Comprehensive process improvement efforts like these are rare because it is difficult for staff to clear the time and space to focus attention on all of the moving parts given the service delivery and problem solving requirements of everyone’s “day job.” It is not because of lack of expertise, experience or will within the public sector. But the arrival of HHS grants funds—and the matching money from the states—does not ensure success.
Here are three change management tips that will help make sure your PDG B-5 effort isn’t an exercise in futility:
- Most states are planning to broadly engage stakeholders at all levels. This is an opportunity to create excitement, but the engagement process will immediately heighten expectations of action while the new plan won’t be released for many months after the needs assessment phase. States should be looking for ways to demonstrate—and communicate—improvement progress before strategic plans are finalized.
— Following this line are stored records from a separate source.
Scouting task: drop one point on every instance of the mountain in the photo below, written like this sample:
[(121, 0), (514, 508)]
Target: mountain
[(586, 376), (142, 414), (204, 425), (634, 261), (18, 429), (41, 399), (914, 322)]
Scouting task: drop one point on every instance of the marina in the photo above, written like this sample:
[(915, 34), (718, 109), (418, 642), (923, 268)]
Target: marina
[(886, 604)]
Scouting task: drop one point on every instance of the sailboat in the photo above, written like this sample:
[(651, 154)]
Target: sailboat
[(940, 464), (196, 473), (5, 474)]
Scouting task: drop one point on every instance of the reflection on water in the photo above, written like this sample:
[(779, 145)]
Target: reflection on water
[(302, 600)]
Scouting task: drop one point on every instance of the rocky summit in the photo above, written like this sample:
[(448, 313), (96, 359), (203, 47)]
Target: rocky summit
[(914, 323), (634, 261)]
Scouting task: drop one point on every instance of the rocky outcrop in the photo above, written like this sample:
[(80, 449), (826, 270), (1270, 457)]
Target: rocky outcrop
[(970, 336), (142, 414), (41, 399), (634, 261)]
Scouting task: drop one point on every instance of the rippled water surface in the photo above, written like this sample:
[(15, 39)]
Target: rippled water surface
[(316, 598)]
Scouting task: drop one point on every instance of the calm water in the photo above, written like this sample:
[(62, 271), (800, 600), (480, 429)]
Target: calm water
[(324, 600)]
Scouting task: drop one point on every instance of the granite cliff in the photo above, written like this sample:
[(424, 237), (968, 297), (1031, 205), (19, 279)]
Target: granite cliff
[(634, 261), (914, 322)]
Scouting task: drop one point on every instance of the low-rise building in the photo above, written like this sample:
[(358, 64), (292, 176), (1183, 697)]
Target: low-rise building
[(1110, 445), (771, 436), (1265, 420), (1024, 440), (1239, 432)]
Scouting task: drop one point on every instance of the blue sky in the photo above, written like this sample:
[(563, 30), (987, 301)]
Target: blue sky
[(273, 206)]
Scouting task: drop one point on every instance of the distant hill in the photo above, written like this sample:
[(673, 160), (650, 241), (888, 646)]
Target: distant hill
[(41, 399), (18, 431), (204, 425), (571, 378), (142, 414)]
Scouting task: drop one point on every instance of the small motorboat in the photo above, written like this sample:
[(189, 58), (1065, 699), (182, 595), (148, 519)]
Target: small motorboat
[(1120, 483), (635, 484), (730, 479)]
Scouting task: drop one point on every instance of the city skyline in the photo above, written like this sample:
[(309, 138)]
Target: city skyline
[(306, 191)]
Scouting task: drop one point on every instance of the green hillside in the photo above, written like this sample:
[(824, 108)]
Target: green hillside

- Because the timeline for these planning grants is so aggressive, the needs assessment can’t just be a cataloguing of the status quo, and identifying “missing pieces” isn’t enough either. A state’s needs assessment should deliver a precise and clear picture of what the future state looks like. This will enable the strategic planning team to focus immediately on strategies instead of having to waste valuable time understanding the assessment’s findings.
- Strategic plans are not just about strategies. A clear vision for change and the specific strategies must be accompanied by an action plan for how the plan will be implemented. Identifying the work, who will do it, how we will know it’s being done with fidelity, and how we will know if it is effective all have to be part of the planning process. If it’s not, you’re just leaving to chance that those responsible for implementation will get it right.